Mr Cumbershum did not appear to take my point. I saw that my language must not be figurative w
ith such a man and rephrased.
“Your crew is not all officers! Forward there, is a crowd of individuals on whose obedience the order of the whole depends, the success of the voyage depends!”
“They are well enough.”
“But sir—just as in a state the supreme argument for the continuance of a national church is the whip it holds in one hand and the—dare I say—illusory prize in the other, so here—”
But Mr Cumbershum was wiping his lips with the brown back of his fist and getting to his feet.
“I don’t know about all that,” he said. “Captain Anderson would not have a chaplain in the ship if he could avoid it—even if one was on offer. The fellow you saw was a passenger and, I believe, a very new-hatched parson.”
I remembered how the poor devil had clawed up the wrong side of the deck and spewed right in the eye of the wind.
“You must be right, sir. He is certainly a very new-hatched seaman!”
I then informed Mr Cumbershum that at a convenient time I must make myself known to the captain. When he looked surprised I told him who I am, mentioned your lordship’s name and that of His Excellency your brother and outlined the position I should hold in the governor’s entourage—or as much as it is politic to outline, since you know what other business I am charged with. I did not add what I then thought. This was that since the deputy-governor is a naval officer, if Mr Cumbershum was an average example of the breed I should give the entourage some tone it would stand in need of!
My information rendered Mr Cumbershum more expansive. He sat down again. He owned he had never been in such a ship or on such a voyage. It was all strange to him and he thought to the other officers too.
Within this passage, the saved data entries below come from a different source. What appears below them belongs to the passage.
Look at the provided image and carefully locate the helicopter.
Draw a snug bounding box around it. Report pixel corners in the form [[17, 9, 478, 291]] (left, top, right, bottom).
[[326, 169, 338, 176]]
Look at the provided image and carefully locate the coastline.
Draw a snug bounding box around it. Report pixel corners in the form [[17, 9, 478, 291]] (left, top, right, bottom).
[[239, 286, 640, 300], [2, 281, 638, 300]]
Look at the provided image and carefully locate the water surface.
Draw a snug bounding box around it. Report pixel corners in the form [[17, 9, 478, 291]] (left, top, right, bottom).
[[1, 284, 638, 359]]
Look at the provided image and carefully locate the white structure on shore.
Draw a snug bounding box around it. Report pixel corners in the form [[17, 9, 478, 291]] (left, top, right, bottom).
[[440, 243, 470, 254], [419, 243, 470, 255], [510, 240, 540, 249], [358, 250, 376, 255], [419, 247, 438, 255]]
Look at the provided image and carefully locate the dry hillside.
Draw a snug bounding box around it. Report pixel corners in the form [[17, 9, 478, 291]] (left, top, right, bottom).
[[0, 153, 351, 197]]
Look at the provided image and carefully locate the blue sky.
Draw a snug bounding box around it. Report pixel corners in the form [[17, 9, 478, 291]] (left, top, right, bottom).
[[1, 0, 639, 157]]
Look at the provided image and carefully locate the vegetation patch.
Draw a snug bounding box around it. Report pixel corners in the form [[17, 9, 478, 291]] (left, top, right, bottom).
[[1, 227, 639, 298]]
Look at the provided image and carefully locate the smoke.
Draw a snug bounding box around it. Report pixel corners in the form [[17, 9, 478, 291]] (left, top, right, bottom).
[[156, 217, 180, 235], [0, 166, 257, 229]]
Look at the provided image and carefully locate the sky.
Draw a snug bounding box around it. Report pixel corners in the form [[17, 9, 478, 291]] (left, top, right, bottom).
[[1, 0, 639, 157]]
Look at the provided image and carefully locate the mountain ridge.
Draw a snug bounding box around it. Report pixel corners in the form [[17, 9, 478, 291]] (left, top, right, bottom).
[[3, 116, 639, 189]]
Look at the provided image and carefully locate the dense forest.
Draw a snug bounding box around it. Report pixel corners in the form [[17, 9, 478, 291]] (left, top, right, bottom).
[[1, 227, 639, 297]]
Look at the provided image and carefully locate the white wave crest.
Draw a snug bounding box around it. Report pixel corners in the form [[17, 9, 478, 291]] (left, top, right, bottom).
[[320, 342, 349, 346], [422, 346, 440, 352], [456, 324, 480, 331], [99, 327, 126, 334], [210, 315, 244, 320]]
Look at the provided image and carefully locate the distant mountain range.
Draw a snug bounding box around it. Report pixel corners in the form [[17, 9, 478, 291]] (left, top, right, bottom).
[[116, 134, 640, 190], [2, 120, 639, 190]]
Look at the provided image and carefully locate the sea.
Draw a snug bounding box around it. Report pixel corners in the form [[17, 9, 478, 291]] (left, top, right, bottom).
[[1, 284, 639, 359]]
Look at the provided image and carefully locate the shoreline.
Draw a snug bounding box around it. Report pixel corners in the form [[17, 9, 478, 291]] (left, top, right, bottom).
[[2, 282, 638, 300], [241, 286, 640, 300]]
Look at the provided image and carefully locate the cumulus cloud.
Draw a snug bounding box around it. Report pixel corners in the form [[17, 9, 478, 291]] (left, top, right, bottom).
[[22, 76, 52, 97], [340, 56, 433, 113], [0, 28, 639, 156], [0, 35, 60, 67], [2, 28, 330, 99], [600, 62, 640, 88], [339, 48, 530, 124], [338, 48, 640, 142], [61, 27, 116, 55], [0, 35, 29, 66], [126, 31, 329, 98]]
We were a ship of war, store ship, a packet boat or passenger vessel, we were all things, which amounted to—and here I believe I detected a rigidity of mind that is to be expected in an officer at once junior and elderly—amounted to being nothing. He supposed that at the end of this voyage she would moor for good, send down her top masts and be a sop to the governor’s dignity, firing nothing but salutes as he went to and fro.